The fastest-growing part of the federal budget -- spending on health-care programs -- has slowed sharply in recent years. And while no one knows quite why that's happening, the Congressional Budget Office is predicting substantial savings.
For the 10-year period beginning in 2010, the estimated cost of Medicare and Medicaid -- the government health programs for the elderly and the poor -- has dropped by $1.23 trillion, according to revised CBO projections. In its latest look at the nation's long-term finances, released Tuesday, CBO predicts that the savings will grow by 2039 to 1.5 percent of the economy -- or, in today's dollars, roughly $250 billion a year.
That's real money by any measure. But it's not enough to brighten the CBO's otherwise gloomy forecast for the next 25 years. While annual deficits are "shrinking noticeably," the CBO said, "the long-term budget outlook is much less positive," with the portion of the national debt held by public investors forecast to climb from 74 percent of the economy today to 106 percent in 2039.
Outside World War II, the nation has never carried such a heavy debt load. Spending on health care remains the biggest driver, due primarily to huge numbers of being added to government health-care rolls.
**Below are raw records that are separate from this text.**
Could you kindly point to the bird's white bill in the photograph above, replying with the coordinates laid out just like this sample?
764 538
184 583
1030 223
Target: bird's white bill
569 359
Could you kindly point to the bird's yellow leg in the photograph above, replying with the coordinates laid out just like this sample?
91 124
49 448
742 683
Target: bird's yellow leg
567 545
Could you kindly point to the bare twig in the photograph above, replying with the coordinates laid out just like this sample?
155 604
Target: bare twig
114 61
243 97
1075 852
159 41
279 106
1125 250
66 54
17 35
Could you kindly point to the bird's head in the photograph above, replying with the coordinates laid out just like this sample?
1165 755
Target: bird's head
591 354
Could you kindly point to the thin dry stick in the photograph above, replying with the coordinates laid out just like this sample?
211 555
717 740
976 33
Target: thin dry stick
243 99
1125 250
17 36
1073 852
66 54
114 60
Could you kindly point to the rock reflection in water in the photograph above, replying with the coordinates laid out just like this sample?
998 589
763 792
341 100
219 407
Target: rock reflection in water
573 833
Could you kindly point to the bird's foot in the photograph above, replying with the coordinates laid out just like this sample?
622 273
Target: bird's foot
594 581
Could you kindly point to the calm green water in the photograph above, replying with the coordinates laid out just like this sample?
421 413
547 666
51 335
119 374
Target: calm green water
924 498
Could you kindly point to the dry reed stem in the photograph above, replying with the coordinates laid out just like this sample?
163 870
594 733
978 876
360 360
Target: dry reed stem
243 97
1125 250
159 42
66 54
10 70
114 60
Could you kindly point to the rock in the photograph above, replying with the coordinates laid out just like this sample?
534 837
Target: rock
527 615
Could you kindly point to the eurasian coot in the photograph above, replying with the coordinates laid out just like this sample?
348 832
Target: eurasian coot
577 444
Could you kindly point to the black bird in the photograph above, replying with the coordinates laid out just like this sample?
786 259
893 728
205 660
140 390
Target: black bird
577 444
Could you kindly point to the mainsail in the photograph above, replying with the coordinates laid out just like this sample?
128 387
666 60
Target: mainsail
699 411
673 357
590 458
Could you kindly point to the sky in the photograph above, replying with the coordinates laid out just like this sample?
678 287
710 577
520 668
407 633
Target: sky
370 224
This year, the CBO projects that the federal government will spend nearly $1 trillion -- almost a third of the entire $3.5 trillion federal budget -- on Medicare, Medicaid and insurance subsidies under the Affordable Care Act. That's more than the government will spend in any other category, including Social Security and national defense. And by 2039, the cost of health-care programs will rise sharply, growing from about 4.8 percent of GDP today to about 8 percent of GDP in 2039.
In the short term, the Affordable Care Act is a major factor in rising costs, the CBO said. In 2024, roughly 62 percent of the projected growth in health-care spending will be due to President Obama's initiative to reduce the ranks of the uninsured. By 2039, however, the aging of the population will be the most important factor.